Мой друг, Иван Демидов, рассказывал мне об охоте. Точнее, только начал рассказывать: Я, честно говоря, не дал ему закончить, так как комок сгустился в горле, и какая-то внутренняя страшная сила закрыла - императивно и суверенно - возможность далее внимать повествованию. Иван как раз дошёл до того момента, когда группа омских политиков выехала на снегокатах к лесочку, выбрав целью годовалого медведя. На медведя донесли местные жители, всегда точно чующие, что к чему. Они позвонили в район и чутко доложили: медведь, годовалый, самый что ни на есть:
Когда снегокаты подъехали к поляне, медведь сидел на пне и, положив длинную вытянутую - в некотором смысле утонченную - морду на лапу, думал. Издалека казалось, что он говорит по мобильному телефону. Оправдывая охоту, Иван убеждал меня, что омичи относились к мишке как к конкуренту, то есть на равных, ревнуя к лошадям, бруснике, медведице, которая его выгнала, пеньку и мобильному телефону: "Понимаешь, настаивал Иван, они такие же как он: И уважали того, в кого стреляли:"
Я подумал вначале, мол, хорошо бы, чтобы это они, охотники, сидели на пеньке, а к ним подъехала группа медведей на снегокатах: Но потом отказался от мысли: охотников тоже стало жалко. Я представил себе, как русские национальные охотники грустно сидят на пеньке, поджав штаны и положив лицо на красную от снега ладонь, а в них целят - хладнокровно и безжалостно - новые русские медведи: И картина мне откровенно не понравилась. На людей охотиться тоже не стоит.
Мне снятся странные сны. В последнем из них я видел территорию, путь сквозь которую лежал по серой мутной реке, похожей на верховья Дона. Я плыл по ней в заповедную область. Как-то само собой стало понятно, что эта область специально предназначена для того, чтобы переместить в неё зверей из-за северного полярного круга. Но там, за северным полярным кругом было много земли, а здесь мало. И поэтому животные были скучены, они находились один опричь другого, им было тесно. Проплывая по этим местам, я видел вокруг кишащую жизнь. При этом одни животные жадно пожирали других. На каждом дециметре этого заповедного пространства сидел какой-то хищник, вонзавший челюсти в серую шкурку жертвы, располагавшейся рядом. Я ясно видел хруст лопающейся кожи, визг убиваемого, струи красной крови, коричневую жижу, выползавшую из-под трепыхающихся телец, чавканье победителей. Пространство было живым и пожирало всё вокруг. На зелёном пригорке среди других животных я заметил животных, которых нет. Подробнее всего я сумел разглядеть "вроде кабанов". У них были очень длинные морды с клыками, выступающими вдоль всей нижней челюсти и завивающимися вверх. Они были странного цвета: оранжевые с фиолетовым, на голове - синие мохнатые хохолки и что-то вроде плавников по бокам. Они смотрели на меня с пригорков, когда я проплывал мимо: Смотрели спокойно и строго: И снова - заливные луга, исполненные пожирающих друг друга живностей: "Чем ограничено это пространство?" - подумал я внезапно. "Что заставляет всех животных жаться так плотно друг к другу? Кто несёт вахту, не пуская их дальше запретной черты?"
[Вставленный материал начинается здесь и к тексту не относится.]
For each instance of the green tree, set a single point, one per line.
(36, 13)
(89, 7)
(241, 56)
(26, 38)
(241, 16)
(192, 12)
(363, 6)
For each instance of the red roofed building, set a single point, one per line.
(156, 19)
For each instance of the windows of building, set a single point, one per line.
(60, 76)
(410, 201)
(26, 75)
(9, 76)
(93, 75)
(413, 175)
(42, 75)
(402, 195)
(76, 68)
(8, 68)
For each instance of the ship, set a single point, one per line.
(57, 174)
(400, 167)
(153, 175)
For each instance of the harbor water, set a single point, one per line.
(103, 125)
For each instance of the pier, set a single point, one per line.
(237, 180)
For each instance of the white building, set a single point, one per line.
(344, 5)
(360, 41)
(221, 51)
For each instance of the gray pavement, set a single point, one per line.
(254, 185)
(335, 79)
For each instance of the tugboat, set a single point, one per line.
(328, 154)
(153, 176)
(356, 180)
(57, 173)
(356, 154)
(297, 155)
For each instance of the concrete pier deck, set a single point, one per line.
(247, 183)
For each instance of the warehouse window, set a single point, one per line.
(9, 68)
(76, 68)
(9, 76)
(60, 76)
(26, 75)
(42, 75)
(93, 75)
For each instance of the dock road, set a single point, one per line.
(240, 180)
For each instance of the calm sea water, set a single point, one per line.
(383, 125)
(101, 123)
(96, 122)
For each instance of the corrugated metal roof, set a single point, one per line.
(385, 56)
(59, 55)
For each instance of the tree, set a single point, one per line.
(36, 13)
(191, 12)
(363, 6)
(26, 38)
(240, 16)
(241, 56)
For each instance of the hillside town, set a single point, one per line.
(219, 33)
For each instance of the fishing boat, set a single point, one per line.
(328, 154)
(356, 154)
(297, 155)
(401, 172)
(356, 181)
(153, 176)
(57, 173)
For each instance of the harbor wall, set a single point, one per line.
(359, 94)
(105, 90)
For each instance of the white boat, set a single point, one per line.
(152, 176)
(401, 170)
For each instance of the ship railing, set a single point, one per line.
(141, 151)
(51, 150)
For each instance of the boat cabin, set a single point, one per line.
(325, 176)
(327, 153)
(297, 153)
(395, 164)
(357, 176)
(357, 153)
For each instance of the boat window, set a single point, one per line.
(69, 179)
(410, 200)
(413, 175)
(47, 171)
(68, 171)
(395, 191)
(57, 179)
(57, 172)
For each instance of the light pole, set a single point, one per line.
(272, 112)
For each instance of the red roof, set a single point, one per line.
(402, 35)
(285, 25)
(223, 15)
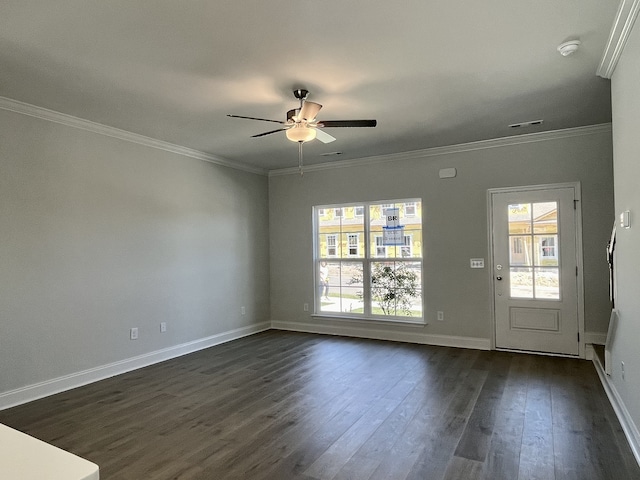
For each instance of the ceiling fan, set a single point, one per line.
(303, 126)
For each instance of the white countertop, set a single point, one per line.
(23, 457)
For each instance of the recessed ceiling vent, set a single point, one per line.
(526, 124)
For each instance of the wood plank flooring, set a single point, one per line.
(284, 405)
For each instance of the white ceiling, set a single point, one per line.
(433, 73)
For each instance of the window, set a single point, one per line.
(549, 247)
(332, 242)
(381, 250)
(366, 269)
(353, 244)
(410, 209)
(406, 247)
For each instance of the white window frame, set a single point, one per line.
(334, 246)
(355, 246)
(410, 209)
(366, 256)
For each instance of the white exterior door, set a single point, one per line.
(535, 269)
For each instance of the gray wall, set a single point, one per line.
(626, 147)
(98, 235)
(455, 227)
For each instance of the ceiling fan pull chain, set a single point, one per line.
(300, 158)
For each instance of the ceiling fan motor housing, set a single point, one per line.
(300, 93)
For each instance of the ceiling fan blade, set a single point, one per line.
(347, 123)
(254, 118)
(324, 137)
(268, 133)
(309, 111)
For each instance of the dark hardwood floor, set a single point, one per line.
(283, 405)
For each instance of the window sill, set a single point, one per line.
(416, 322)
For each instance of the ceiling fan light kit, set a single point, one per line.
(567, 48)
(300, 133)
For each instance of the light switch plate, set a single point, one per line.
(477, 263)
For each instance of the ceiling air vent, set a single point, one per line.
(526, 124)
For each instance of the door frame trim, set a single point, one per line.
(579, 255)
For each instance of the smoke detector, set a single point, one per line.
(567, 48)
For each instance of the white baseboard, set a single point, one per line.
(74, 380)
(628, 426)
(595, 338)
(409, 337)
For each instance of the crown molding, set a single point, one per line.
(82, 124)
(622, 26)
(452, 149)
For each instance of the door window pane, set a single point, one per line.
(519, 218)
(545, 217)
(533, 243)
(547, 283)
(521, 282)
(546, 250)
(520, 253)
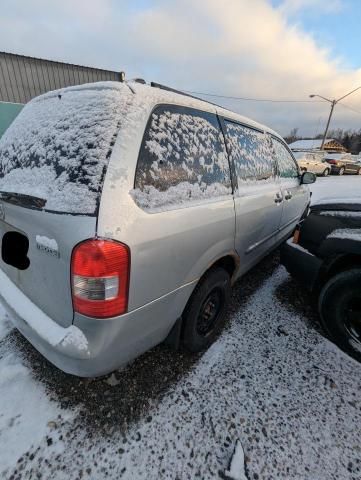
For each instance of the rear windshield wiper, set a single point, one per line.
(22, 199)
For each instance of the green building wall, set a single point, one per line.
(8, 111)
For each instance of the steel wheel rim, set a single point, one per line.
(209, 312)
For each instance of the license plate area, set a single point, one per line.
(14, 250)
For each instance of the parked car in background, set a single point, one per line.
(122, 232)
(343, 163)
(312, 162)
(325, 256)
На следующий день позвонили от Светы Сорокиной с просьбой прокомментировать отстрел собак в городе Москва. Я не сразу понял, о чём речь: то ли о псах Лотреамона, то ли об электричках, которые в простонародье зовут "собаками". Но, подумав немного, я разобрался. Это очень важная тема, она напрямую затрагивает нерв антропологической проблематики. В отношении статуса человека есть две крайние позиции. Либо человек - это животное (Дарвин, Лоренц), либо машина (Декарт, Ламетри). Если человек - зверь, значит он - брат собакам, племянник медведям, дядя енотам, отец бельчатам, свояк ежам. И отстреливать в таком случае бешеных собак все равно, что бешеных несобак, бешеных людей. О родстве феномена бойни и пенитенциарных заведений убедительно и подробно всё рассказал нам Мишель Фуко. Если человек - машина, то ему и, вправду, собаки ни к чему. Этот сюжет, кстати, мы видим в фильме "Эквилибриум", посвящённом критике фашистской сущности либерализма.